Thinning of the Arterial Media Layer as a Possible Preclinical Stage in HIV Vasculopathy
A Pilot Study
Background and Purpose—The purpose of this study was to determine if postmortem intracranial arteries from donors with HIV without stroke have thinner media layers compared with patients without HIV and without stroke.
Methods—Cross-sectional cuts from intracranial arteries were stained with van Gieson and hematoxylin and eosin. Arteries were examined for thickness of each arterial layer. Univariable and multivariable models were used for statistical analyses with probability values <0.05 considered significant.
Results—A total of 18 brains were analyzed, 5 with HIV and 13 without. Fifty-five arteries were collected, 15 from HIV brains and 40 from unaffected controls. In univariable analysis, in arteries from HIV-infected brains, the media to wall thickness ratio was smaller than in donors without HIV (0.496 versus 0.563, P=0.017). In multivariable analysis, HIV infection was the only independent predictor of smaller media ratios compared with the same-aged control subjects (P=0.049) but not with aged control subjects (P=0.081).
Conclusions—In patients with HIV without clinical stroke, the media arterial layer is thinner than in patients without HIV. This suggests that a thinner media layer might be a preclinical stage in the development of HIV-related vasculopathy.
HIV vasculopathy is characterized by multifocal fusiform aneurysms affecting all ages.1–3 Pathological studies on arteries affected by HIV vasculopathy have demonstrated significant arterial media (ie, muscularis) layer disruption characterized by atrophy, fibrosis, and fragmentation of the internal elastic lamina (IEL).1,2,4 The HIV infection of the smooth muscle cells may underlie the subsequent deterioration of the media.5 Little is known about arterial wall changes that could precede the development of clinical cerebrovascular events, particularly those related to HIV vasculopathy.
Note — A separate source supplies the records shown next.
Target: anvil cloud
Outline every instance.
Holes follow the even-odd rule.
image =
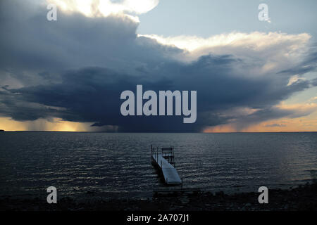
[[[42,4],[0,4],[0,116],[61,118],[107,131],[201,131],[229,122],[239,130],[316,110],[278,107],[316,86],[316,80],[300,79],[316,70],[308,34],[139,35],[139,22],[122,13],[61,11],[57,21],[49,22]],[[120,93],[137,84],[144,91],[197,90],[196,123],[173,116],[123,117]]]

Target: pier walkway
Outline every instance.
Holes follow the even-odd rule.
[[[166,158],[172,157],[170,154],[152,152],[152,160],[161,171],[165,182],[168,185],[182,184],[182,180],[176,169],[166,160]],[[166,157],[166,158],[165,158]]]

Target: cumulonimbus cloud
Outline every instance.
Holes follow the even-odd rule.
[[[313,110],[276,108],[314,85],[300,79],[303,73],[294,74],[316,68],[307,34],[187,37],[182,46],[179,38],[163,42],[138,35],[138,22],[120,15],[61,11],[50,22],[43,7],[12,18],[23,4],[12,7],[11,2],[1,2],[0,15],[1,116],[19,121],[58,117],[119,131],[180,131],[232,122],[243,128]],[[120,94],[137,84],[144,91],[197,90],[197,122],[184,124],[180,117],[123,117]]]

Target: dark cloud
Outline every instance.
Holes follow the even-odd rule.
[[[137,23],[127,18],[59,12],[57,21],[49,22],[44,7],[33,10],[23,1],[12,2],[1,2],[0,71],[23,87],[1,83],[0,114],[15,120],[54,117],[118,126],[119,131],[196,131],[235,120],[243,128],[292,115],[294,112],[273,105],[309,87],[304,80],[287,86],[296,68],[246,76],[237,68],[247,62],[231,54],[181,62],[177,57],[185,53],[182,50],[137,37]],[[183,124],[182,116],[122,116],[120,95],[135,92],[137,84],[144,91],[197,90],[197,122]],[[244,116],[222,114],[237,107],[258,110]]]

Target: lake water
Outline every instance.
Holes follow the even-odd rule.
[[[151,144],[174,146],[184,187],[227,193],[288,188],[316,179],[317,132],[0,133],[1,195],[88,191],[146,197],[164,187],[151,164]]]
We hypothesized that brain arteries of subjects with HIV without clinical or pathological presence of stroke have a thinner media layer compared with noninfected control subjects.
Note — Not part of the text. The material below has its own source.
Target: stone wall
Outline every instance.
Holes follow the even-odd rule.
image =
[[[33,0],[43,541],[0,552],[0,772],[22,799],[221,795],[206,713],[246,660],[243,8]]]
Postmortem tissues were obtained from the University of Miami Brain Endowment Bank from brains without clinical or pathological evidence of stroke. The clinical data were obtained from the donor registry and medical records. HIV status was evaluated by enzyme-linked immunosorbent assay. Consents were obtained from our live donors before death and from the next of kin after death.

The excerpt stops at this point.